Arabaya binip,alışveriş merkezine doğru yola koyulduktan çok kısa bir süre sonra,telefonum çalıyor.Çantamdan çıkarıp bakıyorum hemen.Arayan Arıza.

"Selam Arıza!Günaydın,nasılsın?"

diyerek açtığımda,

"Sana da günaydın Süslü! Pek iyi sayılmam,ama neyse."

diyen sesi duyuluyor telefonun diğer ucundan.

"Aaa!Neden ama,ne oldu ki?"

diye soruyorum bu kez.Sesinden  çok keyifsiz olduğu belli.

"Daha ne olacak Allah aşkına Selin?Sizden çıktıktan sonra eve giderken,Savaş'la konuşmaya çalıştım.Ama bir işe yaramadı tabi.Dinlemedi bile beni,tartıştık."

diyerek karşılık veriyor sorularıma.Duyduklarım beni biraz üzüyor.İşlerin bu kadar büyüyeceğini tahmin etmemiştim çünkü.Bir an  duraksayıp,

"Keşke sakinleşmesi için ona zaman verseydin.Zaten evden çıkarken öfkeliydi,bir de sen konuşmaya çalışınca iyice sinirlendi demek.Tartışmanıza üzüldüm.Ama 2 güne düzelir aranız, merak etme sen.Savaş sana kıyamaz."

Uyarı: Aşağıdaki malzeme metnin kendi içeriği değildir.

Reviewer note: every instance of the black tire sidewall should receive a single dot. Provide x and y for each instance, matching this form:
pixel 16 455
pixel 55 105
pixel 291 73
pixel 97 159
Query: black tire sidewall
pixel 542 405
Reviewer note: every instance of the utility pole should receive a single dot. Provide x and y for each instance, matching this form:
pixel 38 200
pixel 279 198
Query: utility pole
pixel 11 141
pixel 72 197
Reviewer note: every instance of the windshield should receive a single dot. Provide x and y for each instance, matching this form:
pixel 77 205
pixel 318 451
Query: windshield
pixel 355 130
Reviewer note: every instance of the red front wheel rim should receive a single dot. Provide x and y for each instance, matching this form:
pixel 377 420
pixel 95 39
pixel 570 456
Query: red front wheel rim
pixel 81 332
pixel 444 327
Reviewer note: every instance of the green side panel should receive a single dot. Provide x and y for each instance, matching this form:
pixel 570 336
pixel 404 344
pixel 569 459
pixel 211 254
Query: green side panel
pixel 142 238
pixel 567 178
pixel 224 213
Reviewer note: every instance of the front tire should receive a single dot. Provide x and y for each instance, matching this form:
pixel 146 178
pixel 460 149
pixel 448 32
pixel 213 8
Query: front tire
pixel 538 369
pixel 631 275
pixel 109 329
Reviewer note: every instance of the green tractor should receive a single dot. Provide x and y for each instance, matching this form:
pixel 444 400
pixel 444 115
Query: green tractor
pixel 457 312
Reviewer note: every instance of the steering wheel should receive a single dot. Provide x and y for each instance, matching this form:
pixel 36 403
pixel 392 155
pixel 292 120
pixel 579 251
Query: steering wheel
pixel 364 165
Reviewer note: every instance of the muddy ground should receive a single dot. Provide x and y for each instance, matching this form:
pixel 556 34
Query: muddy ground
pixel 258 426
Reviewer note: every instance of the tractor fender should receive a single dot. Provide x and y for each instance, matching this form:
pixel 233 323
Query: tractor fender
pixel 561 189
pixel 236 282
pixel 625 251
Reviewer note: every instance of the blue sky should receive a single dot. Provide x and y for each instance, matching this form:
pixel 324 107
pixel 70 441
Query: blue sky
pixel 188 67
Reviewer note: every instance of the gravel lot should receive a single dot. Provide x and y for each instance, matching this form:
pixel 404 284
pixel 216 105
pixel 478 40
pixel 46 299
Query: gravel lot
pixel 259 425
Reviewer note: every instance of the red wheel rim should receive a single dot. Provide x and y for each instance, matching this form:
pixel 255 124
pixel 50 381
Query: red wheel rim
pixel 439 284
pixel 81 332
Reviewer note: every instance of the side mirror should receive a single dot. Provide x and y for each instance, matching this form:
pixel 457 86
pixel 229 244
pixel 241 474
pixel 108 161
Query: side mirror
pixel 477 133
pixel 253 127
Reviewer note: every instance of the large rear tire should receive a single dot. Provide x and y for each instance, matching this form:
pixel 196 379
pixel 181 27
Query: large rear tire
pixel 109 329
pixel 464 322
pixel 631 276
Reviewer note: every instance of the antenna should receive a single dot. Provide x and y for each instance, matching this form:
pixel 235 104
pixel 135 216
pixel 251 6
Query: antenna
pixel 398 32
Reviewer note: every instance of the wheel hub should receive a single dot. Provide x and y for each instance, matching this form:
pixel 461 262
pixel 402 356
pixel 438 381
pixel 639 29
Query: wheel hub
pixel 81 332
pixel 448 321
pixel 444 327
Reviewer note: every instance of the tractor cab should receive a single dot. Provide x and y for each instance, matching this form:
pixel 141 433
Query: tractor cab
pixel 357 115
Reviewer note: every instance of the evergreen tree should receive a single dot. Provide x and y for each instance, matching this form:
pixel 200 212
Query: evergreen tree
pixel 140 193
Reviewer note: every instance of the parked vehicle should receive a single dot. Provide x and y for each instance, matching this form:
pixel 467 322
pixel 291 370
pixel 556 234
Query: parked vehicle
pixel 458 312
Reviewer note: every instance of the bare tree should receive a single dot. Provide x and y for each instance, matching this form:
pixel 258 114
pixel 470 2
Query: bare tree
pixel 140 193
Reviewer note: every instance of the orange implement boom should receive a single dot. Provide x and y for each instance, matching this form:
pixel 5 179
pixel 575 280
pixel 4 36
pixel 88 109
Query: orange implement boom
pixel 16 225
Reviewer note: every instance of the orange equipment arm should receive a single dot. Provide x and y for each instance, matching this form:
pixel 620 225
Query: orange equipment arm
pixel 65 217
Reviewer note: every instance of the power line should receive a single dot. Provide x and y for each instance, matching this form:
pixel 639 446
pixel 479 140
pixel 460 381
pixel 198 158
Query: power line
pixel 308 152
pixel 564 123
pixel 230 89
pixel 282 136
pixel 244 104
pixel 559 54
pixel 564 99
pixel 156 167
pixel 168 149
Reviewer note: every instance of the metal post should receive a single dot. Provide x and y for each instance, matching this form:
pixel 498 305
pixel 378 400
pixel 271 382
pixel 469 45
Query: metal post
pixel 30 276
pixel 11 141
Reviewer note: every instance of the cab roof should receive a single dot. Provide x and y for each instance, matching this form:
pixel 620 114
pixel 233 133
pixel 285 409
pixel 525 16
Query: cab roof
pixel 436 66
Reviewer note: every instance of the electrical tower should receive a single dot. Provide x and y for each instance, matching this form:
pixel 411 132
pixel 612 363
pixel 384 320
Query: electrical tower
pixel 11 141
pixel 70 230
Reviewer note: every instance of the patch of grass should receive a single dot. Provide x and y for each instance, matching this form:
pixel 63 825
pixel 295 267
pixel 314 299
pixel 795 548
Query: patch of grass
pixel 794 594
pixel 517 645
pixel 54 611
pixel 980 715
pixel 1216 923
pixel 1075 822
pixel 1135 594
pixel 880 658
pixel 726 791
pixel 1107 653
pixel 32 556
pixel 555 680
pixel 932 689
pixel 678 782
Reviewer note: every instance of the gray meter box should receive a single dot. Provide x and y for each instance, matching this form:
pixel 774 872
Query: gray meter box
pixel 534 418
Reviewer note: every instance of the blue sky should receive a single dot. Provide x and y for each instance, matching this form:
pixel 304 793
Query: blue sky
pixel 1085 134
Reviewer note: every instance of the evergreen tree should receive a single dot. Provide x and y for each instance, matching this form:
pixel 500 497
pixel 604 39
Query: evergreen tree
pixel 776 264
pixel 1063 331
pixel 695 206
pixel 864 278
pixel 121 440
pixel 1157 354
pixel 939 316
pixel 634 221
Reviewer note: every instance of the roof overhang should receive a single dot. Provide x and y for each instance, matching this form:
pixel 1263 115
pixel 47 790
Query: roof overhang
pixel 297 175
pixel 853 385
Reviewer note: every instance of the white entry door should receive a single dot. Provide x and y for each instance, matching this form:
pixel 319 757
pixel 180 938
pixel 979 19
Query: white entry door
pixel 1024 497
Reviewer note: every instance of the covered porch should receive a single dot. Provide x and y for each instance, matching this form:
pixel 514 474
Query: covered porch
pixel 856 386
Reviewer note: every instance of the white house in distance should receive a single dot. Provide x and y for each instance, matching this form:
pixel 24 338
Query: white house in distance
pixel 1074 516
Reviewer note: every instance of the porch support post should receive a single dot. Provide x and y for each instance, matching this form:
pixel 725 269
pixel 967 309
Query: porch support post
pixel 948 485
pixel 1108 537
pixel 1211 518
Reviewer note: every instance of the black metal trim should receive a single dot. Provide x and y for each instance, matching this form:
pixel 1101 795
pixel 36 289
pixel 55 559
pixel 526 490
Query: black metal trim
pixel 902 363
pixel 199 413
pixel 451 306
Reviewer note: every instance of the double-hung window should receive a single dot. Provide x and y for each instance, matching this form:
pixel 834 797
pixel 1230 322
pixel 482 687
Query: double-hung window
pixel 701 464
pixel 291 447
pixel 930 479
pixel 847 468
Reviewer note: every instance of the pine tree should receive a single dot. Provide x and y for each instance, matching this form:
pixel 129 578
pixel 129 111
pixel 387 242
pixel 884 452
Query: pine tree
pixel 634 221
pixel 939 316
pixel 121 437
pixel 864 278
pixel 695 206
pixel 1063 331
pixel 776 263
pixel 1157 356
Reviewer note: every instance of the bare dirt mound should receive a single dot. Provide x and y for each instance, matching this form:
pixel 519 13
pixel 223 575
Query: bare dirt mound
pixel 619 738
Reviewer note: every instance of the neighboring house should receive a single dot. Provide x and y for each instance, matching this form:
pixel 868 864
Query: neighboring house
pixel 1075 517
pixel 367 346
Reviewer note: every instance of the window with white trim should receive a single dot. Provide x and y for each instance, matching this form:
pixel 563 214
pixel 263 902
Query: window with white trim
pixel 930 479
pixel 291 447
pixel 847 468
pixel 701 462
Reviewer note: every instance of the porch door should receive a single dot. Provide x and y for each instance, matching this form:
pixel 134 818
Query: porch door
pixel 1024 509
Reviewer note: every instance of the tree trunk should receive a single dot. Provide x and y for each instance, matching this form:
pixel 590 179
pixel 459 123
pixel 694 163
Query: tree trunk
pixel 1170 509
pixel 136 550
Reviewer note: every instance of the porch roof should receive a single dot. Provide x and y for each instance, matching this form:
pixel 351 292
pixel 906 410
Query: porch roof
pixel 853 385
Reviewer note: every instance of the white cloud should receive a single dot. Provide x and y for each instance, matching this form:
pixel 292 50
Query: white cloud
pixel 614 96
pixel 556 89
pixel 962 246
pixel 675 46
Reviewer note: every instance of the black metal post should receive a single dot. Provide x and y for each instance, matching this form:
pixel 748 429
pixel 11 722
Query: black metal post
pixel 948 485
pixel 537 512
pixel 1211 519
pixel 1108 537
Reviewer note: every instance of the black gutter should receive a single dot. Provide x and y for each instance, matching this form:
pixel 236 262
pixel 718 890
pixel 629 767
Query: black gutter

diyorum gülümseyerek..Hemen,

"Bu kadar anlayışlı olma Selin.Tartışmamız hiç önemli değil,düzeliriz biliyorum.Ama öyle kapıyı çarpıp çıkması hiç hoş bir davranış olmadı.Sen de hamile halinle üzüldün.Oysa niyetin sadece yardımcı olmaktı."

diye karşılık veriyor.Onu dikkatle dinleyip,

"Sözkonusu olan onun annesi Nazlı unutma.Bizim için konuşmak çok daha kolay.Belki onun yerinde olsak,biz de bu kadar rahat olamazdık.Hatırlasana,annem Haluk Abi'yle birlikte olduğunu bize ilk söylediğinde sen nasıl da öfkelenmiştin."

diye konuştuğumda,

"Evet yaa!Ben bunu tamamen unutmuştum,haklısın."

diyor gülerek.Bu sırada alışveriş merkezine geldiğimizi fark edince,

"Neyse Nazlı,sonra konuşalım olur mu?Şimdi Aliş'le şu benim çok sevdiğim AVM'ye geldik."

deyip gülümsüyorum tıpkı onun gibi.

"Tamam o zaman,iyi alışverişler canım.Çok öpüyorum ikinizi de!"

diyerek telefonu kapatıyor.Hemen arabayı park edip,kapıdan içeri geçiyoruz.Bakalım alışveriş nasıl geçecek?


Ali'den


Binadan içeri girer girmez Selin,hamile kıyafetleri satan dükkânlara doğru ilerliyor hemen.1-2 tanesinin vitrinlerine baktıktan sonra içeri girmeden geçince,

"Neden içeri girmedin güzelim?"

diye soruyorum merakla.

"Tarzlarını pek sevmedim Mavi.Ben hem rahat,hem şık,hem de nispeten ucuz şeyler arıyorum."

diyerek cevaplıyor beni.

"Rahat ve şıkı anladım da,neden ucuz?"

diye soruyorum bu kez.Sonra da

"Sen istediğini al güzelim,önemli olan içine sinmesi.Para sorun değil,biliyorsun."

diye devam ediyorum.

"Mesele para değil canımın içi,bu dönem çok da uzun sürmeyecek sonuçta.Bir kaç ay sonra bitecek öyle değil mi,neden gereksiz yere çok para verelim?